Los cruzados no fueron valientes caballeros, sino mercenarios y asesinos

Un silogismo medieval nos sirve para explicar muchas cosas. No todos los hombres eran criminales, pero la inmensa mayoría de criminales eran hombres; sobre todo jóvenes con acceso a las armas. Los cambios poblacionales experimentados durante la época de las cruzadas no fueron normales, como tampoco lo fueron sus efectos en las sociedades que intentaron absorberlos.

Los extraordinarios movimientos demográficos ejercieron un enorme efecto distorsionador en las sociedades medievales de Oriente Próximo, y la inexorable naturaleza de estos cambios se hizo más evidente con el paso del tiempo. Estos grupos se extrajeron principalmente del arquetipo demográfico de criminal: individuos muy jóvenes, de sexo masculino, sin restricciones y muy bien pertrechados.

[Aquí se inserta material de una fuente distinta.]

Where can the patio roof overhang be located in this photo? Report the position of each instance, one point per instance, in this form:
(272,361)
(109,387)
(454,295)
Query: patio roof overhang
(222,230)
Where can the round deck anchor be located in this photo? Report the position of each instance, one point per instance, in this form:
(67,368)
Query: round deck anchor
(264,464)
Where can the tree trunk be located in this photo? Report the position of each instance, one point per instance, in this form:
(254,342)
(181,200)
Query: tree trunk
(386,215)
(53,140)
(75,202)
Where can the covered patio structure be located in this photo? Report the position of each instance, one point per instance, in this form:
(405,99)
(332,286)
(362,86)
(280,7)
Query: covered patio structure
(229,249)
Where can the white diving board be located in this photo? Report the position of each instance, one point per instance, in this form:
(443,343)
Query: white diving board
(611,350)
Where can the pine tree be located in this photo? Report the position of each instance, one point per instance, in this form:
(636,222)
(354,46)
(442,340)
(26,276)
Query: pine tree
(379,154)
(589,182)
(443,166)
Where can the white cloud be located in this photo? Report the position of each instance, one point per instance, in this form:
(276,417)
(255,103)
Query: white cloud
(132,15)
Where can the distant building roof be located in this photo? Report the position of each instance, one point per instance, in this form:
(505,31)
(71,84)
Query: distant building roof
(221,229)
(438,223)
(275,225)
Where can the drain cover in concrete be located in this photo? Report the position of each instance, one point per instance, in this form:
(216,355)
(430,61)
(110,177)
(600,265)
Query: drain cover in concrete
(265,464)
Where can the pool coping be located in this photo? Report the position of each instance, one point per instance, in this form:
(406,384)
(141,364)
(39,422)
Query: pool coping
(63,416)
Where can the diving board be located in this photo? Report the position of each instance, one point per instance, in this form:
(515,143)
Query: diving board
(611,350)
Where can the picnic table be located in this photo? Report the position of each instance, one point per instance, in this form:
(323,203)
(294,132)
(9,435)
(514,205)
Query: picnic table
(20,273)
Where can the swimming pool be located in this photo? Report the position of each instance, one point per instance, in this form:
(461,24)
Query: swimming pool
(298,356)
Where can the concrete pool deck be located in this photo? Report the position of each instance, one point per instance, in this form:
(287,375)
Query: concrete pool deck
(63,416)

No todos los hombres eran criminales, pero la inmensa mayoría de criminales eran hombres

La proporción de estos hombres en la población general de Oriente Próximo, y sobre todo en los nuevos Estados cristianos, experimentó un enorme crecimiento. Todo esto tuvo serias consecuencias, obvias para la reflexión, pero normalmente pasadas por alto en los libros de historia dedicados a las cruzadas.

Soldados ladrones

Uno de los problemas fue la a menudo imprecisa diferencia entre un acto criminal y uno militar o entre un “civil” y un guerrero. La situación anárquica de la zona ya era habitual. Pero para muchos cruzados y miembros de otros ejércitos trasladados a Tierra Santa desde territorios extranjeros la criminalidad había comenzado mucho antes de su llegada.

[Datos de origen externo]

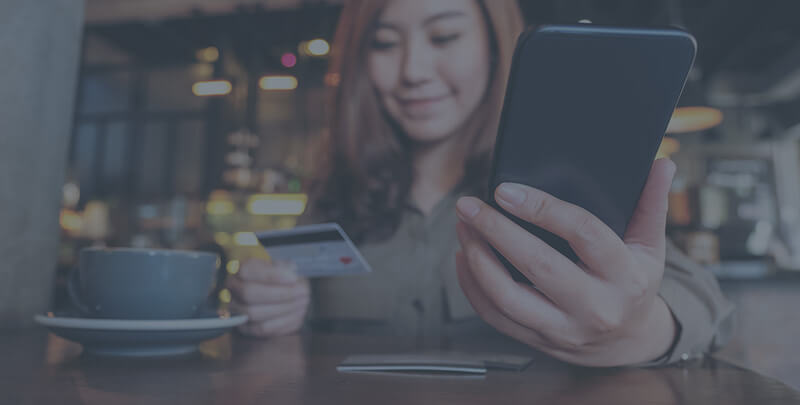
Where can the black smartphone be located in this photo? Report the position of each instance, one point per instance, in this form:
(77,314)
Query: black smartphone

Si tomamos la Segunda Cruzada como ejemplo, se puede observar que el problema de mantener el orden se agravaba día a día. El rey Luis VII de Francia hizo todo lo que estuvo en su mano. Desde el principio realizó, con bastante acierto, grandes esfuerzos para imponer entre sus hombres cierta disciplina y un código de conducta aceptable durante la marcha a través de Europa hacia Tierra Santa. Cuando los contingentes cruzados comenzaron a concentrarse y "después de disponer el campamento a las afueras de la ciudad, aguardó unas jornadas a la llegada del ejército; promulgó leyes necesarias para asegurar la paz y otros requerimientos a lo largo el viaje, y los jefes aceptaron acatarlas mediante un solemne juramento".

En teoría eso está muy bien. Sin embargo, en la práctica estas leyes se obviaron hasta el punto de que ni siquiera sabemos cuáles eran. Como señaló con amargura un frustrado cronista real: “Como ellos no las observan, yo no las conservo”.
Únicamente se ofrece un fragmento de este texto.